Leslie Pack Kaelbling is an American roboticist and the Panasonic Professor of Computer Science and Engineering at the Massachusetts Institute of Technology. She is widely recognized for adapting partially observable Markov decision processes from operations research for application in artificial intelligence and robotics. Kaelbling received the IJCAI Computers and Thought Award in 1997 for applying reinforcement learning to embedded control systems and developing programming tools for robot navigation. In 2000, she was elected as a Fellow of the Association for the Advancement of Artificial Intelligence.

==Career==
Kaelbling received an A. B. in Philosophy in 1983 and a Ph.D. in Computer Science in 1990, both from Stanford University. During this time she was also affiliated with the Center for the Study of Language and Information. She then worked at SRI International and the affiliated robotics spin-off Teleos Research before joining the faculty at Brown University. She left Brown in 1999 to join the faculty at MIT. Her research focuses on decision-making under uncertainty, machine learning, and sensing with applications to robotics.

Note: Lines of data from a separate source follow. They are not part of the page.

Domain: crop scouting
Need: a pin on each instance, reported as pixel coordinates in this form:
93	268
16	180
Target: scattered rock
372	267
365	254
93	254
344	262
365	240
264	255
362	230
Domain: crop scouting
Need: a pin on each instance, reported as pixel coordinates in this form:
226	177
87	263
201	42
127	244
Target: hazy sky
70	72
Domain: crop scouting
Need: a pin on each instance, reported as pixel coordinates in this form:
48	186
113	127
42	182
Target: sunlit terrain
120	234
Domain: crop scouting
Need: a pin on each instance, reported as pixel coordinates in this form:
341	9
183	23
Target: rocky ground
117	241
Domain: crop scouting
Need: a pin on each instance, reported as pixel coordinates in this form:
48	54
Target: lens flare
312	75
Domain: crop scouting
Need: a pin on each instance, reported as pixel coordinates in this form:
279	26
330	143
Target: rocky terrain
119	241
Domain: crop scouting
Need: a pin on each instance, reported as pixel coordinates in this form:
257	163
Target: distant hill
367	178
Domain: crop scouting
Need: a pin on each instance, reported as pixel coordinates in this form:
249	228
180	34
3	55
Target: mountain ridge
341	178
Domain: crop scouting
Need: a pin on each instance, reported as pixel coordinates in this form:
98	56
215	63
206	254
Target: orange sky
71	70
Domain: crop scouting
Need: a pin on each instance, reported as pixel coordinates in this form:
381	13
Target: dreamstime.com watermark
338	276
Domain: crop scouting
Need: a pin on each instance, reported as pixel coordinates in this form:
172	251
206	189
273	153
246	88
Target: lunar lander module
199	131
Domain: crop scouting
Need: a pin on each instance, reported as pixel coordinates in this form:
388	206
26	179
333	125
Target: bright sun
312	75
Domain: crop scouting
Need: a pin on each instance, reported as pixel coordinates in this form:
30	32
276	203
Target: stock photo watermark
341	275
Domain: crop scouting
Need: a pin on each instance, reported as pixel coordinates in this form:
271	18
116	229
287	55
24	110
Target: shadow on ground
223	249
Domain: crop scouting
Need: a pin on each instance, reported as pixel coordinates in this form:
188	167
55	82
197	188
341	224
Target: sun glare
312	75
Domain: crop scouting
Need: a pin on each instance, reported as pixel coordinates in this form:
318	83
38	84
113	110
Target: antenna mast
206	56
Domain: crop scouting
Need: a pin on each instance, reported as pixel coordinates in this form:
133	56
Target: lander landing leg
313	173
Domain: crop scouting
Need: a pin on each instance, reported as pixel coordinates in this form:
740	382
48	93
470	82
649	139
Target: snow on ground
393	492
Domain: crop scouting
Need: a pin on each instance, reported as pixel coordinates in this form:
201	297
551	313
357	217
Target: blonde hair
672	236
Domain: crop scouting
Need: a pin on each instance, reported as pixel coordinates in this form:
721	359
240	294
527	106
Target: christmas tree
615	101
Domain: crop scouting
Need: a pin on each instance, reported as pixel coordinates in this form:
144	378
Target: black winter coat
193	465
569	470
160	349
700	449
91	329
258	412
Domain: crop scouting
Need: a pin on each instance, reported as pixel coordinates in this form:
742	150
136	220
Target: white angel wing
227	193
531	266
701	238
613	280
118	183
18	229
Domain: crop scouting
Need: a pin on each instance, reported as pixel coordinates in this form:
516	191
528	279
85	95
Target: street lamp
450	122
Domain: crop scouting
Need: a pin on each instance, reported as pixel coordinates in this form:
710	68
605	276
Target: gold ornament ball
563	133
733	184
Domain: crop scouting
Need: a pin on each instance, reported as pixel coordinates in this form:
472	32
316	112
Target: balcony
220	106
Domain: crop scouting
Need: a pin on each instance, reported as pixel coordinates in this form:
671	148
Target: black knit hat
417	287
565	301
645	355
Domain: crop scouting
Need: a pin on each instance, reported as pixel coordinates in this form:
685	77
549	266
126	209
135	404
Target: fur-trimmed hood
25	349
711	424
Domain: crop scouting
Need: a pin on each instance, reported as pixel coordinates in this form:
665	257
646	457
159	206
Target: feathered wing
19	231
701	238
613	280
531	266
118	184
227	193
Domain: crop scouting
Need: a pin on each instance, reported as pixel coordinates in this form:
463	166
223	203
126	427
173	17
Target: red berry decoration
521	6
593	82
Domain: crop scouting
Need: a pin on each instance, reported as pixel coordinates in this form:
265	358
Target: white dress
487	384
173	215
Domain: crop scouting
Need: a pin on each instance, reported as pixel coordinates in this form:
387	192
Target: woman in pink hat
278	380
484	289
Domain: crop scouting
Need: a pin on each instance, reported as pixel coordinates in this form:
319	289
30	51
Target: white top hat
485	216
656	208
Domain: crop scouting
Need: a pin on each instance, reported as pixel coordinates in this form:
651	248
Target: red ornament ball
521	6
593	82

== Journal of Machine Learning Research ==
In the spring of 2000, she and two-thirds of the editorial board of the Kluwer-owned journal Machine Learning resigned in protest to its pay-to-access archives with simultaneously limited financial compensation for authors. Kaelbling co-founded and served as the first editor-in-chief of the Journal of Machine Learning Research, a peer-reviewed open access journal on the same topics which allows researchers to publish articles for free and retain copyright with its archives freely available online. In response to the mass resignation, Kluwer changed their publishing policy to allow authors to self-archive their papers online after peer-review. Kaelbling responded that this policy was reasonable and would have made the creation of an alternative journal unnecessary, but the editorial board members had made it clear they wanted such a policy and it was only after the threat of resignations and the actual founding of JMLR that the publishing policy finally changed.

==Selected works==

- Reinforcement Learning: A Survey (LP Kaelbling, ML Littman, AW Moore). Journal of Artificial Intelligence Research (JAIR) 4 (1996) 237-285. A highly cited survey on the field of reinforcement learning.
- Planning and acting in partially observable stochastic domains (LP Kaelbling, ML Littman, AR Cassandra). Artificial Intelligence 101 (1), 99-134.
- Acting under uncertainty: Discrete Bayesian models for mobile-robot navigation (AR Cassandra, LP Kaelbling, JA Kurien). Intelligent Robots and Systems (2) 963-972.
- The synthesis of digital machines with provable epistemic properties (SJ Rosenschein, LP Kaelbling). Proceedings of the 1986 Conference on Theoretical Aspects of Reasoning about Knowledge, 83-98.
- Practical reinforcement learning in continuous spaces (WD Smart, LP Kaelbling). 2000 International Conference on Machine Learning (ICML), 903-910.
- Hierarchical task and motion planning in the now (LP Kaelbling, T Lozano-Pérez). 2011 IEEE International Conference on Robotics and Automation (ICRA), 1470-1477.